实现类型推理实现类型推理

我在这里看到了一些关于静态类型和动态类型的有趣讨论。 我通常更喜欢静态类型,因为编译类型检查,更好的文档化代码,等等。但是,我确实同意,如果像 Java 那样做,它们确实会使代码变得混乱,例如。

因此,我即将开始构建自己的函数式样式语言,类型推理是我想要实现的事情之一。我明白这是一个大课题,我不是要创造一些以前没有做过的东西,只是基本的推断..。

有什么可以帮到我的建议吗?最好是更务实/实用的东西,而不是更多的理论范畴理论/类型理论文本。如果有一个带有数据结构/算法的实现讨论文本,那就太好了。

12681 次浏览

Lambda the Ultimate, starting here.

Types and Programming Languages by Benjamin C. Pierce

I found the following resources helpful for understanding type inference, in order of increasing difficulty:

  1. Chapter 30 (Type Inference) of the freely available book PLAI, Programming Languages: Application and Interpretation, sketches unification-based type inference.
  2. The summer course Interpreting types as abstract values presents elegant evaluators, type checkers, type reconstructors and inferencers using Haskell as a metalanguage.
  3. Chapter 7 (Types) of the book EOPL, Essentials of Programming Languages.
  4. Chapter 22 (Type Reconstruction) of the book TAPL, Types and Programming Languages, and the corresponding OCaml implementations recon and fullrecon.
  5. Chapter 13 (Type Reconstruction) of the new book DCPL, Design Concepts in Programming Languages.
  6. Selection of academic papers.
  7. Closure compiler's TypeInference is an example of the data-flow analysis approach to type inference, which is better suited to dynamic languages that the Hindler Milner approach.

However, since the best way to learn is to do, I strongly suggest implementing type inference for a toy functional language by working through a homework assignment of a programming languages course.

I recommend these two accessible homeworks in ML, which you can both complete in less than a day:

  1. PCF Interpreter (a solution) to warm up.
  2. PCF Type Inference (a solution) to implement algorithm W for Hindley-Milner type inference.

These assignments are from a more advanced course:

  1. Implementing MiniML

  2. Polymorphic, Existential, Recursive Types (PDF)

  3. Bi-Directional Typechecking (PDF)

  4. Subtyping and Objects (PDF)

It's unfortunate that much of the literature on the subject is very dense.
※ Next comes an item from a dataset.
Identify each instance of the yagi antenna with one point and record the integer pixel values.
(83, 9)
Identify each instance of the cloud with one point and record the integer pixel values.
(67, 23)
I too was in your shoes. I got my first introduction to the subject from Programming Languages: Applications and Interpretation

http://www.plai.org/

I'll try to summarize the abstract idea followed by details that I did not find immediately obvious. First, type inference can be thought of generating and then solving constraints. To generate constraints, you recurse through the syntax tree and generate one or more constraints on each node. For example, if the node is a + operator, the operands and the results must all be numbers. A node that applies a function has the same type as the result of the function, and so on.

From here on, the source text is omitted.